Happy New Year!!
I was a bit later than usual opening up the henhouse on New Year’s Day ( our celebrations went on long into the night!!) and found them all sitting in a line at the top of the house, eager to get out. As I watched them run out stretching their wings and clucking enthusiastically I wondered how many of Europe’s battery hens were enjoying their extra 200cm2 of cage space as a result of the new EU legislation.
From 1st January 2012 the new law states that all battery cages, which up until now have allowed each bird a space less than the size of an A4 piece of paper in a sloping wire bottomed cage, must be replace by “enriched” cages, which allow 750 cm2 of wired floor space per bird as well as nesting & perching areas and litter to scratch in.
In effect, not including the nesting areas which can be shared by up to 100 birds, the extra space amounts to not much more than the size of an average Christmas card. Hardly a big improvement but a step in the right direction I suppose, given that at least being able to walk around a bit must be better than not at all.

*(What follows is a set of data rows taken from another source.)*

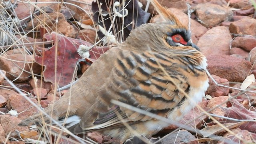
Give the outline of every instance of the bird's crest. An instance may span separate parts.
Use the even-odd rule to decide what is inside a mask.
[[[176,24],[178,26],[182,25],[178,18],[169,9],[162,6],[157,0],[150,0],[157,12],[164,20],[170,22],[172,24]]]

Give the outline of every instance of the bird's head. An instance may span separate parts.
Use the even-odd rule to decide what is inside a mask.
[[[134,42],[134,39],[138,39],[142,42],[141,44],[155,45],[158,49],[164,44],[166,46],[163,48],[182,48],[188,46],[200,51],[196,45],[190,41],[190,32],[188,26],[181,23],[169,9],[162,6],[156,0],[150,0],[164,21],[145,24],[132,31],[130,38],[126,39],[128,42],[130,41],[130,44],[141,48],[142,45]]]

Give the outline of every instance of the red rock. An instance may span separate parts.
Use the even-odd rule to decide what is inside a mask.
[[[188,18],[187,15],[182,12],[180,10],[176,8],[170,8],[169,10],[171,10],[175,16],[176,16],[179,20],[184,24],[188,23]],[[191,37],[193,42],[196,44],[198,41],[198,39],[202,36],[207,31],[207,29],[204,26],[201,25],[196,21],[191,19]],[[156,15],[152,18],[151,22],[157,22],[162,21],[163,20],[159,15]]]
[[[40,101],[40,104],[42,108],[45,108],[48,106],[48,105],[50,104],[50,101],[48,100],[41,100]]]
[[[249,53],[248,58],[252,64],[256,64],[256,47],[253,48]]]
[[[232,41],[232,47],[240,48],[250,52],[256,46],[256,38],[249,35],[237,36]]]
[[[57,26],[56,20],[58,20]],[[43,22],[47,25],[47,28],[49,28],[48,30],[49,33],[58,31],[59,33],[69,37],[76,34],[73,26],[67,22],[64,15],[59,12],[43,14],[37,16],[28,23],[26,29],[27,30],[33,29],[34,26],[40,25]]]
[[[96,30],[90,29],[84,29],[79,30],[77,38],[90,42],[95,43],[96,38]]]
[[[211,76],[217,83],[229,86],[229,82],[228,80],[222,78],[213,74],[212,74]],[[210,78],[209,78],[209,84],[210,86],[206,92],[206,94],[209,94],[212,97],[214,97],[221,96],[227,96],[228,94],[229,88],[217,86]]]
[[[204,1],[205,1],[206,3],[218,4],[221,6],[226,6],[228,4],[228,3],[224,0],[204,0]],[[200,3],[202,3],[204,2],[200,2]]]
[[[256,20],[247,16],[232,22],[229,25],[229,29],[231,33],[255,36],[256,35]]]
[[[94,141],[99,142],[100,144],[102,143],[103,138],[102,136],[99,133],[97,132],[91,132],[88,133],[88,136]]]
[[[255,142],[253,138],[251,138],[252,135],[250,134],[251,132],[250,132],[247,130],[241,130],[239,128],[235,128],[230,130],[233,133],[226,133],[222,137],[223,138],[222,140],[220,140],[217,144],[226,144],[227,143],[225,142],[225,140],[228,140],[229,143],[230,144],[241,143],[240,138],[242,138],[243,140],[245,142],[246,142],[246,143],[248,144],[253,144]],[[251,133],[254,134],[253,133]],[[234,134],[235,135],[233,134]],[[238,135],[240,136],[240,137],[238,138]]]
[[[30,98],[29,98],[36,104],[38,103],[36,99]],[[12,109],[16,110],[18,113],[23,112],[18,116],[18,118],[21,120],[27,118],[38,112],[37,109],[32,106],[32,104],[27,101],[23,96],[19,94],[10,96],[7,100],[6,105],[9,110]]]
[[[238,21],[240,20],[241,20],[244,18],[247,18],[247,16],[234,16],[232,19],[233,20],[233,22],[235,22],[237,21]]]
[[[212,114],[216,114],[220,116],[224,116],[225,113],[218,107],[221,105],[224,107],[226,107],[227,104],[226,102],[221,104],[224,102],[227,102],[227,100],[228,99],[228,96],[220,96],[218,97],[214,97],[211,99],[208,102],[207,104],[207,107],[210,109],[214,108],[214,109],[211,111],[210,113]],[[218,117],[214,117],[217,120],[221,119],[221,118]]]
[[[245,10],[236,10],[236,14],[237,16],[249,16],[253,14],[254,12],[254,8],[252,7],[251,8]]]
[[[253,70],[252,71],[252,74],[254,75],[254,77],[256,78],[256,70]]]
[[[234,57],[236,57],[236,58],[242,59],[245,59],[244,57],[243,57],[242,56],[241,56],[240,55],[239,55],[238,54],[230,54],[230,56],[231,56]]]
[[[4,76],[6,76],[6,72],[4,70],[0,70],[3,73],[3,74],[4,74],[4,76],[3,76],[2,74],[0,73],[0,84],[2,84],[4,80]]]
[[[232,48],[229,51],[230,54],[238,54],[242,56],[244,59],[248,57],[249,52],[238,48]]]
[[[47,98],[47,100],[50,102],[50,104],[53,104],[58,100],[60,99],[60,97],[58,96],[56,96],[54,94],[48,94],[46,95]]]
[[[52,84],[50,82],[45,82],[44,80],[41,81],[40,79],[37,78],[36,80],[36,79],[31,79],[29,81],[29,83],[33,89],[36,88],[43,88],[46,90],[47,93],[52,90]]]
[[[0,122],[6,134],[11,133],[11,136],[16,135],[16,130],[20,132],[28,131],[27,126],[18,126],[18,124],[21,122],[21,120],[14,116],[8,114],[0,115]]]
[[[0,123],[0,142],[5,142],[6,140],[5,132]]]
[[[0,88],[0,94],[7,100],[9,99],[9,97],[10,96],[18,94],[18,93],[13,90],[3,88]]]
[[[188,144],[195,144],[197,140],[195,136],[185,130],[181,130],[166,136],[161,140],[163,144],[171,144],[171,142],[174,142],[174,140],[175,140],[175,144],[187,143],[184,142],[189,142]]]
[[[199,4],[195,8],[199,22],[206,27],[212,27],[223,21],[230,20],[233,16],[231,10],[217,4]]]
[[[232,38],[228,28],[222,26],[208,30],[200,38],[197,46],[206,56],[212,54],[229,54]]]
[[[25,62],[20,62],[25,60]],[[34,61],[34,56],[31,55],[25,56],[23,54],[16,54],[8,56],[3,55],[0,57],[0,63],[1,64],[0,65],[0,69],[6,72],[6,77],[10,80],[13,80],[18,78],[16,80],[17,82],[24,81],[28,80],[31,74],[23,70],[23,67],[24,66],[24,69],[25,70],[30,72],[31,62]],[[41,68],[41,66],[39,64],[36,63],[33,64],[33,71],[34,74],[40,73]]]
[[[246,9],[252,7],[250,0],[231,0],[230,5],[236,8]]]
[[[210,74],[231,82],[244,81],[252,67],[250,62],[228,55],[210,55],[207,59]]]
[[[46,89],[43,88],[36,88],[32,90],[34,94],[36,96],[37,99],[40,98],[41,100],[46,99],[46,95],[47,91]]]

But there’s still a long long way to go. Although having had 12 years to prepare for it many countries still aren’t compliant & probably won’t be for many years to come.

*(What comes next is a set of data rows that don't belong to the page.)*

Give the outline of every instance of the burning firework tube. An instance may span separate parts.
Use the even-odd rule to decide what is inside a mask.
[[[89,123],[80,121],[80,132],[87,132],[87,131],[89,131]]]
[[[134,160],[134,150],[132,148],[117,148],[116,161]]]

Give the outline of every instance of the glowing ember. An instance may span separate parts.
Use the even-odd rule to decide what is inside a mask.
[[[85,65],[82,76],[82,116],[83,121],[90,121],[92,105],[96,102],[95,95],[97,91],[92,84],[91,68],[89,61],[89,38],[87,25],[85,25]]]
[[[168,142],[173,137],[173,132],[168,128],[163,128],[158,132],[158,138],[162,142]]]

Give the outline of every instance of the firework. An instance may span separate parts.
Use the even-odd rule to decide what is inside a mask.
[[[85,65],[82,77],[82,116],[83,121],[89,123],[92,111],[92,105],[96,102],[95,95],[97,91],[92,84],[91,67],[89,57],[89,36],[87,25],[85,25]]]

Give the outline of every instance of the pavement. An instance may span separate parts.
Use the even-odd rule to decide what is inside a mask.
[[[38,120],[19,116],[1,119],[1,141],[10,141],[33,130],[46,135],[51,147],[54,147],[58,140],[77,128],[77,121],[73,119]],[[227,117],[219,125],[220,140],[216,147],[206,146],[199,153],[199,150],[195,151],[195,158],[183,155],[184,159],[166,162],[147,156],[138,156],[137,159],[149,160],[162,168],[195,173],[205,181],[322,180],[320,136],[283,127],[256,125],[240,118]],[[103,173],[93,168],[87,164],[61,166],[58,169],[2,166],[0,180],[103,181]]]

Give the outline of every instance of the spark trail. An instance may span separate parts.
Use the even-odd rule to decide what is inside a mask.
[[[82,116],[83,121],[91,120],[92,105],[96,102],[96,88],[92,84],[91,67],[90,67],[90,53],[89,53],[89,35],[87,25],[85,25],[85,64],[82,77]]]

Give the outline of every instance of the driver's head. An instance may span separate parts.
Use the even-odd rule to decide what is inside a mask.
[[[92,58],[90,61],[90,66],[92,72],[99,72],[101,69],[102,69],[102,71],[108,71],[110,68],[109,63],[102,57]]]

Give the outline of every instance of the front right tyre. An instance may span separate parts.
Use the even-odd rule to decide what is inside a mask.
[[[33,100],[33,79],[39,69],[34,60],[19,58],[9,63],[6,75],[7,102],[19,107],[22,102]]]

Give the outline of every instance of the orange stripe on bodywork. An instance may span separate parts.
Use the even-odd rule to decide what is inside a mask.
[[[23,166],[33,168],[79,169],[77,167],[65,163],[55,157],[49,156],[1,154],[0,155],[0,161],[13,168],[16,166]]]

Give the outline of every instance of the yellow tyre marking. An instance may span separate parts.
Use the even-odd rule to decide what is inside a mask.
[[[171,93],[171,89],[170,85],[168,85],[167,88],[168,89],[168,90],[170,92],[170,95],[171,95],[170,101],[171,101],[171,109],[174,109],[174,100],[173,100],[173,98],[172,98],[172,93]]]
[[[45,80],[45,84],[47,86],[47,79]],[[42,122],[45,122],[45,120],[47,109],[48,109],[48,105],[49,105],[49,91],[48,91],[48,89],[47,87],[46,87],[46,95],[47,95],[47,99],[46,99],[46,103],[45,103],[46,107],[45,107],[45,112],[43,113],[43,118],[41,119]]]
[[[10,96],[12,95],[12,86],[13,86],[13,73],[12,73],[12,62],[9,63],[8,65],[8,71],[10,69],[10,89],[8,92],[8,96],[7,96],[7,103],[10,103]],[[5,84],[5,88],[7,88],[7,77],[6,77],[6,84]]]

In contrast our little flock have the luxury of a whopping 611,111cm2 each and a henhouse with straw filled nesting boxes,a sawdust covered floor, perches at all different heights & ladders to climb up.

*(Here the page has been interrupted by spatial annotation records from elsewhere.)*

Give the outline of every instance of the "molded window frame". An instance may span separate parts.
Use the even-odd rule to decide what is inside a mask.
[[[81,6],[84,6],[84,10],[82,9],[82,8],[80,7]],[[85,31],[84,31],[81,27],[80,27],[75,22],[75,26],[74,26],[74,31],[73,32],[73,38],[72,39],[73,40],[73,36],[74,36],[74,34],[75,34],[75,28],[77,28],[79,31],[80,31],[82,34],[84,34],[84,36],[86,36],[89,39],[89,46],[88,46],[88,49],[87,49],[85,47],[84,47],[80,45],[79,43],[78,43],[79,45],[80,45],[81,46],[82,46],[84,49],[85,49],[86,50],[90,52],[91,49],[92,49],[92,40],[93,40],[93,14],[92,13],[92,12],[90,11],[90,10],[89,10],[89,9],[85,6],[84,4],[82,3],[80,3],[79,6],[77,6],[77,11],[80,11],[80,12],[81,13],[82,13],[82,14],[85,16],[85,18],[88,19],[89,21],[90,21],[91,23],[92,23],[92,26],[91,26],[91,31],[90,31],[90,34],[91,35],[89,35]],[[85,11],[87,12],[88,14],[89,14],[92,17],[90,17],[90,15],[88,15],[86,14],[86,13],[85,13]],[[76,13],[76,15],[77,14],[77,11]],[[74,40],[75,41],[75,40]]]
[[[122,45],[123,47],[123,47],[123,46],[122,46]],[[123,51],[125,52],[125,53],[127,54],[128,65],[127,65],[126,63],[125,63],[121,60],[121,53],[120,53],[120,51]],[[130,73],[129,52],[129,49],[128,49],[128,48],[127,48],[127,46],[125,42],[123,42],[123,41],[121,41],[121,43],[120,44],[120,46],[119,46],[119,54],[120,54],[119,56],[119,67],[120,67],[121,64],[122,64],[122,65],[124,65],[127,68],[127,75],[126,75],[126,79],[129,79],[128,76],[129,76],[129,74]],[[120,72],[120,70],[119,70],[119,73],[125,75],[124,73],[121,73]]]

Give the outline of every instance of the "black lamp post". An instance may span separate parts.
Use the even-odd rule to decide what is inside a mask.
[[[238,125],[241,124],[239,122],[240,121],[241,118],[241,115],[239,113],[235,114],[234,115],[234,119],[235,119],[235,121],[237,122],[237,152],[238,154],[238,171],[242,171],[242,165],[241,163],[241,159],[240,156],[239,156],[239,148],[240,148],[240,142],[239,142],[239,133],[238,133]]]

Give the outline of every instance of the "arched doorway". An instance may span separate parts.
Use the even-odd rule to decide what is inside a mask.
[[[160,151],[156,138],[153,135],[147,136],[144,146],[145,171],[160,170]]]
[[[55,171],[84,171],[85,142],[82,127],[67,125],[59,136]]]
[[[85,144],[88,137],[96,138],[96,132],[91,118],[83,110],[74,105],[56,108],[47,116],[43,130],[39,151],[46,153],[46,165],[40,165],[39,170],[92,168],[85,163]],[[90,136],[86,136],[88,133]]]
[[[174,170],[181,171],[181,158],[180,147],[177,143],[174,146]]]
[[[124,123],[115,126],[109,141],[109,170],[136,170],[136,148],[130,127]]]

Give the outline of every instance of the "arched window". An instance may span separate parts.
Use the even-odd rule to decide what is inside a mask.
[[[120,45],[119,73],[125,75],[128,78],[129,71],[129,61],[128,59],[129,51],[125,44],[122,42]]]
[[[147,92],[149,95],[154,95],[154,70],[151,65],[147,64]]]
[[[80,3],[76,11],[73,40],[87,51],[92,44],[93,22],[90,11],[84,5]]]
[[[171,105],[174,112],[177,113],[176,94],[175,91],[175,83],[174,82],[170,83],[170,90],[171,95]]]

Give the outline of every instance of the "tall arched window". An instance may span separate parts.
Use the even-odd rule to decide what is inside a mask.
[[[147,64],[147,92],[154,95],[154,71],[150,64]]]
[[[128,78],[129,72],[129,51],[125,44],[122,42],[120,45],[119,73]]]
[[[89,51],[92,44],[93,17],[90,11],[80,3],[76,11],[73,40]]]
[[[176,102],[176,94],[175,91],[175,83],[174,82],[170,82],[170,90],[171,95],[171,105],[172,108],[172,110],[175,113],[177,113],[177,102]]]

Admittedly, we aren’t exactly producing for Carrefour but still… it makes you think.
We can all do our bit to help though by refusing to buy eggs from caged hens, enriched or otherwise. When we occasionally have to supplement our little supply of eggs , we only ever buy those labelled with code 0 ( organic) or 1 ( free range). Code 2 are barn eggs from hens which are housed in large sheds with room to scratch, perch & dust-bathe but no permanent access to outside & code 3 eggs are from caged hens – there isn’t a separate code for eggs from enriched cages.
This year we’re planning to add a few more hens to our flock so that guests can buy fresh eggs straight from the henhouse.
Of course it won’t change overnight, & just swapping over to free range eggs won’t be enough….what about all the things we eat which contain processed eggs – powdered or in liquid form? Or going a bit further, what about the chickens we eat? What kind of life have they led?
But it’s a start and hopefully somewhere down the line the cages which cause these birds to suffer & endure such an unnatural lifestyle will become as rare as hens’ teeth.